Pourquoi l’Europe s’interdit-elle toute démarche politique visant à régler les questions attenantes à la guerre civile en Syrie, contenir les trajectoires migratoires qui la menacent directement et pourquoi se contente-t-elle de gérer les questions humanitaires en se dessaisissant du dossier politique qui en est la véritable porte d’entrée? La clef d’explication est celle du désistement délibéré au profit de l’Iran et de la Russie, alors que lors de la conférence de Vienne (2015), elle avait opté pour une approche inclusive qui mettrait fin aux effets dévastateurs d’un conflit ouvert. L’incapacité politique se fait relayer par des pis-aller humanitaires et des impasses politiques institutionnalisées.
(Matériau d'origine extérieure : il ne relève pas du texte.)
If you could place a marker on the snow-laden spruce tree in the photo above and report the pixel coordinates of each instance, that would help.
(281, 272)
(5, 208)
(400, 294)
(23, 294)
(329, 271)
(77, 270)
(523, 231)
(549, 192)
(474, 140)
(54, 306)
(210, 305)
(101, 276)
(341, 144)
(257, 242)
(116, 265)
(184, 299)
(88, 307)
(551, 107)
La reconnaissance de l’État palestinien par le triumvirat (Norvège, Irlande, Espagne) révèle ostensiblement les déficits institutionnels de la communauté européenne et son incapacité à pouvoir dégager un consensus autour d’un enjeu aussi critique alors que la guerre bat son plein sur de multiples fronts. Comment ces trois États peuvent se départir du consensus européen et décider à eux seuls d’un enjeu d’une telle gravité? La réponse est qu’il n’y a pas de politique étrangère européenne et de consensus régulateur à cet égard. La Norvège entend reprendre son rôle de jadis, mais elle s’y prend de manière non seulement maladroite mais inopportune, alors qu’anciennement elle avait réuni les parties au conflit autour d’une table de négociation qui a abouti à un accord exemplaire. Les Irlandais reprennent à leur compte leur pathos victimaire et le projettent sur un autre conflit, contribuant ainsi à son exacerbation sans offrir de contrepartie diplomatique. L’Espagne est gouvernée par une coalition de gauche qui reprend les délires de la guerre civile espagnole (1936). La délinquance de la ministre espagnole des Affaires étrangères atteint des sommets en associant la reconnaissance de l’État palestinien à l’annihilation de l’État d’Israël. Somme toute, au lieu de contribuer à une démarche d’ensemble qui aiderait à régler un conflit pérenne et à mettre fin aux instrumentalisations dont il est l’objet, le triumvirat envenime les enjeux en question et alimente la radicalisation, de part et d’autre, comme contreparties des clivages internes propres aux pays en question. Le spectacle désolant de la politique étrangère de l’Europe nous renvoie à la question principale: comment peut-on expliquer autant d’incohérences qui battent en brèche sa stature politique et diplomatique au bénéfice de politiques disparates qui répercutent des déficits statutaires et démocratiques?
*Nicolas Pouvreau-Monti (directeur de l’observatoire de l’immigration et de la démographie): «En dix ans, l’UE a admis l’équivalent d’un nouvel État membre entièrement composé de demandeurs d’asile». 8 millions de demandeurs d’asile entre 2013 et 2023.